As the neighbor lists are being built, let us also pre-calculate the cross coefficients. This will make the force calculation more efficient (see below).

def update_cross_coefficients(self, force_update=False):
    if (self.step % self.neighbor == 0) | force_update:
        # Precalculte LJ cross-coefficients
        sigma_ij_list = []
        epsilon_ij_list = []
        for Ni in np.arange(np.sum(self.number_atoms)-1): # tofix error for GCMC
            # Read information about atom i
            sigma_i = self.atoms_sigma[Ni]
            epsilon_i = self.atoms_epsilon[Ni]
            neighbor_of_i = self.neighbor_lists[Ni]
            # Read information about neighbors j
            sigma_j = self.atoms_sigma[neighbor_of_i]
            epsilon_j = self.atoms_epsilon[neighbor_of_i]
            # Calculare cross parameters
            sigma_ij_list.append((sigma_i+sigma_j)/2)
            epsilon_ij_list.append((epsilon_i+epsilon_j)/2)
        self.sigma_ij_list = sigma_ij_list
        self.epsilon_ij_list = epsilon_ij_list

Here, the values of the cross coefficients between atom of type 1 and 2, \(\sigma_{12}\) and \(\epsilon_{12}\), are assumed to follow the arithmetic mean:

\[\begin{split}\sigma_{12} = (\sigma_{11}+\sigma_{22})/2 \\ \epsilon_{12} = (\epsilon_{11}+\epsilon_{22})/2\end{split}\]

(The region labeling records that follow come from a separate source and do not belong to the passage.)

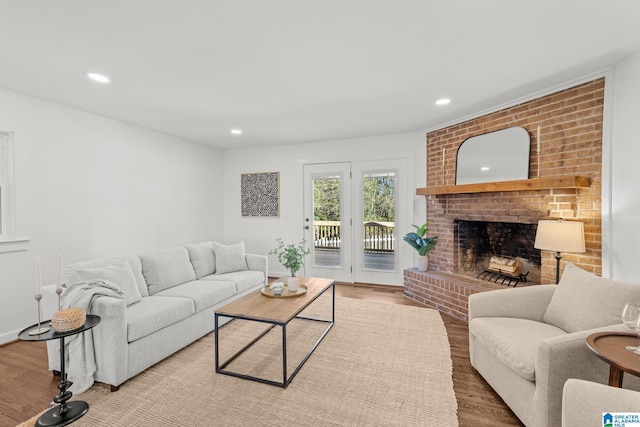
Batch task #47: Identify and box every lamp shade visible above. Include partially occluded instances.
[533,220,585,252]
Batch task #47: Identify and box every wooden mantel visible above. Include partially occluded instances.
[416,175,591,196]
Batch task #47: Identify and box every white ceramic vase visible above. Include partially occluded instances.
[287,276,300,292]
[418,255,429,271]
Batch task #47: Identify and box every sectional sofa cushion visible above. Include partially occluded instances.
[62,255,149,297]
[64,259,142,305]
[123,255,149,297]
[140,246,196,295]
[469,317,566,381]
[213,241,249,274]
[201,270,265,293]
[154,280,236,313]
[126,296,195,342]
[186,242,216,279]
[544,263,640,333]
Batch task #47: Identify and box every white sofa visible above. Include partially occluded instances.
[469,264,640,427]
[562,380,640,427]
[42,242,268,391]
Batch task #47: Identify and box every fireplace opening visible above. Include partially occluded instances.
[454,220,542,286]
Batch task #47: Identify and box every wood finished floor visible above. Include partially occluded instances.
[0,284,523,427]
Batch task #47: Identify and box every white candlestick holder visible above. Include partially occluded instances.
[56,287,62,311]
[29,293,51,335]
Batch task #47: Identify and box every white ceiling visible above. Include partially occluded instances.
[0,0,640,149]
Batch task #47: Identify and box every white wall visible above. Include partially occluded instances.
[224,132,426,285]
[603,51,640,283]
[0,91,223,343]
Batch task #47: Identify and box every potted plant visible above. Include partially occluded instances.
[269,237,311,292]
[403,221,438,271]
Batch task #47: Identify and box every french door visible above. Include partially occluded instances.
[304,160,407,285]
[303,162,352,283]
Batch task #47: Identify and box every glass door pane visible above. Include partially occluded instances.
[304,163,352,282]
[361,171,396,271]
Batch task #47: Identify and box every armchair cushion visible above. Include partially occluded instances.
[469,317,566,381]
[544,263,640,333]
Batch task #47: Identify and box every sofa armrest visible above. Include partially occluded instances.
[469,285,557,322]
[533,324,629,425]
[42,286,129,386]
[562,379,640,427]
[244,254,269,285]
[91,296,129,386]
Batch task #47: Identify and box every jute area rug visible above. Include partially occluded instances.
[17,297,458,427]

Finally, import the following libraries in the Utilities.py file:

import numpy as np
from MDAnalysis.analysis import distances

Let us call update_neighbor_lists and update_cross_coefficients from the __init__ method:

def __init__(self,
    (...)
    self.populate_box()
    self.update_neighbor_lists()
    self.update_cross_coefficients()

Test the Code

Let us test the InitializeSimulation class to ensure that it behaves as expected, i.e., that it creates atoms located within the box boundaries:

import numpy as np
from InitializeSimulation import InitializeSimulation
from pint import UnitRegistry
ureg = UnitRegistry()

# Define atom number of each group
nmb_1, nmb_2= [2, 3]
# Define LJ parameters (sigma)
sig_1, sig_2 = [3, 4]*ureg.angstrom
# Define LJ parameters (epsilon)
eps_1, eps_2 = [0.2, 0.4]*ureg.kcal/ureg.mol
# Define atom mass
mss_1, mss_2 = [10, 20]*ureg.gram/ureg.mol
# Define box size
L = 20*ureg.angstrom
# Define a cut off
rc = 2.5*sig_1

# Initialize the prepare object
init = InitializeSimulation(
    ureg = ureg,
    number_atoms=[nmb_1, nmb_2],
    epsilon=[eps_1, eps_2], # kcal/mol
    sigma=[sig_1, sig_2], # A
    atom_mass=[mss_1, mss_2], # g/mol
    box_dimensions=[L, L, L], # A
    cut_off=rc,
)

# Test function using pytest
def test_placement():
    box_boundaries = init.box_boundaries
    atoms_positions = init.atoms_positions
    for atom_position in atoms_positions:
        for x, boundary in zip(atom_position, box_boundaries):
            assert (x >= boundary[0]) and (x <= boundary[1]), \
            f"Test failed: Atoms outside of the box at position {atom_position}"
    print("Test passed")

# If the script is run directly, execute the tests
if __name__ == "__main__":
    import pytest
    # Run pytest programmatically
    pytest.main(["-s", __file__])

The value of the cutoff, chosen as \(2.5 \sigma_{11}\), is relatively common for Lennard-Jones fluids and will often be the default choice for us.